Ecrit le 06 mars26, 22:40

Message par vic »

a écrit :j'minterroge a dit : Tout ton discours n'est basé que sur le fait de répéter que la logique est une expérience, ce qui est un non sens.
C'est toi qui dissones mon cher. Car, non, la logique formelle n'est en rien une expérience, puisque c'est une pratique opératoire formelle.
Je t'ai déjà simplement dit — pour que tu le comprennes : qu' une contradiction n'est pas une observation.
J'ai pris position arbitrairement comme toi tu as pris position arbitrairement pour le contraire .
Tu dis : Les règles logiques ne sont pas des vécues , moi je dis les règles logique sont vécues .
Tout comme l'histoire de la pluie qui tombe , il y a un aspect subjectif à l'observateur .

C'est là où en arrive au principe de non contradiction et de sa subjectivité possible .

Si je te dis en même temps :

Il pleut
Il ne pleut pas


Tu vas me dire que les deux propositions sont incompatibles donc illogiques .

Mais dans le cas de la bruine , un observateur peut prendre cela pour de l'humidité sans pluie , et l'autre y verra de la pluie .
A partir de quand définit t'on quand il pleut ou il ne pleut pas .?
Il y a toujours une frontière floue , parce que la nature ne décide pas de ranger les choses en tout ou rien .
C'est l'être humain qui décide de classer les choses de cette manière .

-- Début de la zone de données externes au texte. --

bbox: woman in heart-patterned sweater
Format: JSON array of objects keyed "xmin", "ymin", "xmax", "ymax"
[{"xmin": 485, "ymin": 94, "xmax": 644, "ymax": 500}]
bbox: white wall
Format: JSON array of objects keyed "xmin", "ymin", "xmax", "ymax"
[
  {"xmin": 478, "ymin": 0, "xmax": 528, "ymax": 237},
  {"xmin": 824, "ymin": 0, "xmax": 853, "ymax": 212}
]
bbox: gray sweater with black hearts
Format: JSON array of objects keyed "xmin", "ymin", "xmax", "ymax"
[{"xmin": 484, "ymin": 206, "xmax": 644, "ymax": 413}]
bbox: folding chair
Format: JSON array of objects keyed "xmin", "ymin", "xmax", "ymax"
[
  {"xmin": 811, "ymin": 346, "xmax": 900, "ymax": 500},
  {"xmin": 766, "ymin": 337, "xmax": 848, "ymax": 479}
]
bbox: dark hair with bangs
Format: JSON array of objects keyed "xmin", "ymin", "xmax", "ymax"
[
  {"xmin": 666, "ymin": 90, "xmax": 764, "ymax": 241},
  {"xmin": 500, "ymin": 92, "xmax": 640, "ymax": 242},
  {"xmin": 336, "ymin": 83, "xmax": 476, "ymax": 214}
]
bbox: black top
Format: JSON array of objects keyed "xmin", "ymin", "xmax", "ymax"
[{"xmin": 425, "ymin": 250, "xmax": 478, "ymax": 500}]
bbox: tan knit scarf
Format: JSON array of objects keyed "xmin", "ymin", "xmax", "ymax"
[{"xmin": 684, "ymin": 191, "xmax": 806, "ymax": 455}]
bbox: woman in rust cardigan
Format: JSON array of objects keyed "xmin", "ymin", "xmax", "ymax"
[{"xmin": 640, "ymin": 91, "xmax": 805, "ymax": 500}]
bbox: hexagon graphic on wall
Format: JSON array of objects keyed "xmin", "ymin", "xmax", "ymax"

On voit là quand utilisant ce qu'on appelle la logique floue , on peut rendre subjectif dans certains cas le principe de non contradiction .
L'écceuil du principe de contradiction , c'est qu'il refuse de rendre compte des nuances , tout est tout blanc ou tout noir , mais jamais les deux en même temps .
a écrit :J'minterroge a dit : Je t'ai déjà simplement dit — pour que tu le comprennes : qu' une contradiction n'est pas une observation.
Nous expliquer que la non contradiction ne peut pas être vécue , c'est une autre manière de nous expliquer comment tu la vies justement . En nous expliquant pourquoi on ne peut pas l'observer , c'est une autre manière de nous expliquer comment tu l'observes . :grinning-face-with-sweat:
Pour moi ça signifie tout simplement que de savoir si on peut observer ou non le principe de non contradiction est indécidable .
a écrit :J'minterroge a doit : J'en ai strictement rien à cirer des autres points de vue. Moi ce qui m'intéresse c'est la logique.
Peut être que ton problème c'est de considérer que la logique soit totalement indépendante de ton point de vue , sans jamais pouvoir le démontrer , d'où ta frustration , et je le comprends . Un peu comme Don Quichotte qui coure après des moulins à vent .
a écrit :J'minterroge a dit : La logique ne fixe pas les règles : elle consiste en règles.
Tu es entrain de nous dire que la logique fixe les règles de ne pas fixer des règles .
Seul le présent est “réel”, précisément parce qu’il ne peut être saisi, ni retenu.